Building relationships with students
School of Education faculty, staff and professional advisors focused their efforts on student-centered wraparound or intrusive advising, while the school as a whole worked to shift the mindset from “Our students can’t do (fill in the blank). Their lives are too complex” to focusing on Roadrunners’ strengths.
“What became clear is that when students are given a path to graduation, they will take it,” Hinde said. “We now understand just how resilient and creative and persistent our students are. When they are given this path, they’ll find a way.”
Improving processes
Focusing on data and connecting with students uncovered opportunities for process improvement. School of Education faculty and staff identified pain points related to application deadlines, financial concerns and hiccups with registration and scheduling advising meetings. The team took a hard look at these various patterns and processes and streamlined tools and supports. This included directly surveying students and faculty members to identify issues.

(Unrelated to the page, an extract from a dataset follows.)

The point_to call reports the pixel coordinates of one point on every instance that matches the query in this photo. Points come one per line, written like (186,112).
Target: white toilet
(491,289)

After Hinde debuted the retention data with the School of Education faculty and staff in October, more ideas started coming. Many faculty members and teams have been energized to develop grassroots retention programs and engage in their own mini-retention campaigns for students.
What’s next
The School of Education will close out the year under its current Strategic Plan and will develop a new plan in 2021. The new plan will align with the larger University Strategic Plan 2030, but each School of Education program will create its own goals and metrics. Hinde said the goals will directly relate to retention through operationalizing diversity, equity and inclusion values.
“We are intent on keeping (retention) high, and we hope to raise our rate even higher to around 89-90%” Hinde said. “Like everything else, though, the effects of COVID-19 will affect our goal-setting.”
The inclusive strategic-planning process will incorporate the perspectives and insights of internal and external stakeholders.